Pengertian Istihsan Dan Dalil Kehujjahannya
PENGERTIAN ISTIHSAN MENURUT BAHASA DAN ISTILAH
Pengertian istihsan menurut bahasa adalah menganggap dan meyakini baik
suatu perkara.
Makna pengertian istihsan menurut istilah adalah mengamalkan dalil yang
paling kuat dari dua dalil, atau mengambil kemaslahatan juz’iyah untuk
menandingi dalil yang bersifat umum .
Ulama’ berbeda pendapat tentang kehujjahan istihsan sebagai berikut :
1.
Ulama’
Hanafiyah, Hanabillah, dan Malikiyah mengatakan : istihsan adalah hujjah
syar’iyah.
DALIL-DALIL ORANG YANG MENGINGKARI ISTIHSAN
1.
Bahwasanya
hanya diperbolehkan menghukumi dengan nash atau yang diqiyaskan dengan nash,
dan tidak boleh dengan selain keduanya, karena akan menciptakan syari’at dengan
hawa nafsu dan itu merupakan perbuatan batil.
2.
Nabi tidak
memberi fatwa dengan istihsan tetapi menunggu sampai turunnya wahyu, dan
andaikan nabi memakai istihsan nabi tidak mungkin salah, sebab apa yang
diucapkan nabi tidak mungkin keluar dari hawa nafsu.
3. Istihsan pondasinya adalah aqal yang mana orang ’alim dan orang bodoh
sama kedudukannya, dan andaikan istihsan diperbolehkan maka berarti setiap
orang boleh menciptakan syari’at yang baru untuk dirinya sendiri.
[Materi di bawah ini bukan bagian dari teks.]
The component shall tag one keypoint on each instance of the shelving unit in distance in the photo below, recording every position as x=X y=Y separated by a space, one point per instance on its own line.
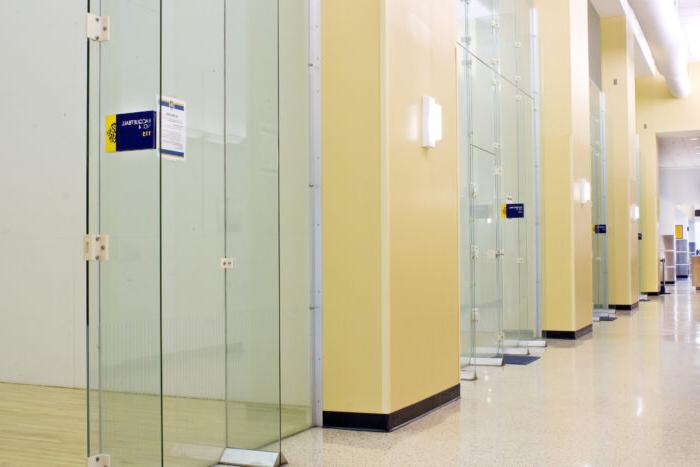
x=682 y=259
x=669 y=243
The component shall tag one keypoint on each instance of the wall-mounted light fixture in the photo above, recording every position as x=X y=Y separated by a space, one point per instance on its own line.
x=582 y=191
x=634 y=212
x=432 y=122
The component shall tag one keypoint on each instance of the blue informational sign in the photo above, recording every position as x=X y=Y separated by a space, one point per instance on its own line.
x=130 y=132
x=514 y=211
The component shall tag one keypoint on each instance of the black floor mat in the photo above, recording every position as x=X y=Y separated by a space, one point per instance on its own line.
x=519 y=359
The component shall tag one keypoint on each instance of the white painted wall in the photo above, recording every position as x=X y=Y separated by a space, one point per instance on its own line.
x=42 y=206
x=42 y=191
x=677 y=187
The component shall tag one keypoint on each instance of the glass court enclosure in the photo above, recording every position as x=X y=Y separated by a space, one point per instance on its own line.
x=199 y=341
x=498 y=180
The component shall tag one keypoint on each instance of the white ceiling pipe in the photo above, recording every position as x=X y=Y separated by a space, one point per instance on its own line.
x=662 y=28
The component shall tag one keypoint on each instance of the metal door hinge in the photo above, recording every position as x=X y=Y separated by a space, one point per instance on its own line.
x=475 y=252
x=474 y=190
x=96 y=247
x=100 y=460
x=97 y=27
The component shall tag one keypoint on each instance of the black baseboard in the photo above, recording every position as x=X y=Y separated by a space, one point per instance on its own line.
x=392 y=421
x=568 y=335
x=631 y=307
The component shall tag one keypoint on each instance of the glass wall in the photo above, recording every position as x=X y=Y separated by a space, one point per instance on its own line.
x=498 y=206
x=199 y=325
x=599 y=203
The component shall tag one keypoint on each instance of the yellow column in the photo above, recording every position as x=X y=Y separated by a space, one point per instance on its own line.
x=617 y=43
x=390 y=209
x=566 y=164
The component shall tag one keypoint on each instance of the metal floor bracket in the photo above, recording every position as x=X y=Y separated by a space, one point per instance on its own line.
x=250 y=458
x=100 y=460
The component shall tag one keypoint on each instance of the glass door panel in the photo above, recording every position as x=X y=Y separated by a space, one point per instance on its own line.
x=486 y=259
x=599 y=201
x=482 y=34
x=523 y=46
x=184 y=321
x=527 y=228
x=465 y=242
x=512 y=228
x=193 y=236
x=124 y=326
x=252 y=226
x=483 y=83
x=506 y=19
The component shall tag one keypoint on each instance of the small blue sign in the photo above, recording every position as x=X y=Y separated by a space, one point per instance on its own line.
x=514 y=211
x=131 y=131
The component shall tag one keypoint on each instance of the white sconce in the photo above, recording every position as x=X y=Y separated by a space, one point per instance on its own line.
x=432 y=122
x=634 y=212
x=582 y=191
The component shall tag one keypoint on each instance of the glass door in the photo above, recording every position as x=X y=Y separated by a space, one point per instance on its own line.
x=481 y=242
x=124 y=325
x=498 y=183
x=184 y=306
x=599 y=204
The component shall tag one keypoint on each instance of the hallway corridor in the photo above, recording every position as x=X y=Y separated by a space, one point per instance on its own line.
x=629 y=395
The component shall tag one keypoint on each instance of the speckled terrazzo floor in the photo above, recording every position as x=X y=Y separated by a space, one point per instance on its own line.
x=628 y=395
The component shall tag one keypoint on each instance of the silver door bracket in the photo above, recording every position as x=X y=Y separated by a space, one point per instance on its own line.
x=96 y=247
x=97 y=27
x=100 y=460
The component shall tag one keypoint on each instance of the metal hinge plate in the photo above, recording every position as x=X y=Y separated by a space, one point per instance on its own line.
x=100 y=460
x=96 y=247
x=97 y=27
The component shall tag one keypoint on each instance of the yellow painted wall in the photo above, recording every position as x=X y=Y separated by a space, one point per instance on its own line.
x=617 y=44
x=659 y=112
x=390 y=232
x=565 y=108
x=422 y=201
x=352 y=206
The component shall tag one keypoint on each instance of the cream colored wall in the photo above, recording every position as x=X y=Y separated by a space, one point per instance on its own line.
x=565 y=130
x=618 y=64
x=659 y=112
x=295 y=214
x=423 y=199
x=390 y=273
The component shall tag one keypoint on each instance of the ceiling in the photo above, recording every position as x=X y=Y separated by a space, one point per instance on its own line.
x=679 y=150
x=689 y=12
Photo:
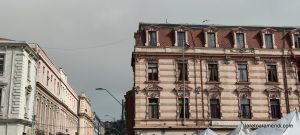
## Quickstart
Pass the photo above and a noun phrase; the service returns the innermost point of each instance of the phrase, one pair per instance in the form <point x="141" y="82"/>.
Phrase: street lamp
<point x="110" y="95"/>
<point x="122" y="116"/>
DALIL-DALIL ULAMA’ YANG MENETAPKAN ISTIHSAN
1. Mengambil istihsan berarti meninggalkan perkara yang sulit menuju
perkara yang mudah, dan ini merupakan pokok agama islam. Allah berfirman :
يريدالله بكم اليسر ولايريدبكم العسر
Artinya : “Allah menghendaki kamu
kemudahan dan tidak menghendaki kesukaran padamu .”
Allah juga berfirman :
واتبعوا أحسن ماأنزل إليكم
Artinya : “Ikutilah yang paling bagus dari
yang di turunkan padamu.”
Diriwayatkan dari ibnu mas’ud :
ما رأه المسلمون حسنا فهو عندالله حسن
Artinya :
“Bahwa apa yang di pandang baik oleh orang orang muslim adalah baik
disisi Allah”.
2.
Ketetapan
istihsan adalah dengan dalil-dalil yang telah disepakati ulama’ bahwa dalil
tersebut adalah hujjah, karena istihsan :
a.
Adakalanya
ditetapkan dengan astar, seperti aqad salam/pesan, sewa-menyewa, dan tidak
batalnya puasa karena makan dalam keadaan lupa.
b.
Adakalanya
dengan ijma’, seperti bolehnya aqad istisna’ (pesan membuat sesuatu)
c.
Adakalanya
dengan dhorurat, seperti sucinya kolam dan sumur setelah terkena najis dengan
menumpahkan air
d.
Adakalanya
dengan qiyas khofi, seperti sucinya air sisa minuman binatang buas .
e.
Adakalanya
dengan ’urf, seperti ongkos masuk kamar mandi umum .
f.
Adakalanya
dengan maslahah, seperti ganti rugi atas diri seorang pemakai.
MEMBANDINGKAN DAN MENGKAJI ANTARA DUA DALIL DIATAS
Setelah membandingkan dan mengkaji dalil-dalil ulama’ yang mengingkari
dan yang menetapkan istihsan, dapat disimpulkan bahwa sebenarnya tidak ada
titik temu yang melandasi adanya perbedaan, karena yang diingkari Imam Syafi’i
adalah istihsan yang dibangun hanya berdasarkan aqal, pendapat dan kesenangan
tanpa berlandaskan dalil syar’i. Dan istihsan seperti ini bukanlah yang
dikehendaki oleh Imam Khanafi dan para pengikutnya. Perselisihan antara ulama’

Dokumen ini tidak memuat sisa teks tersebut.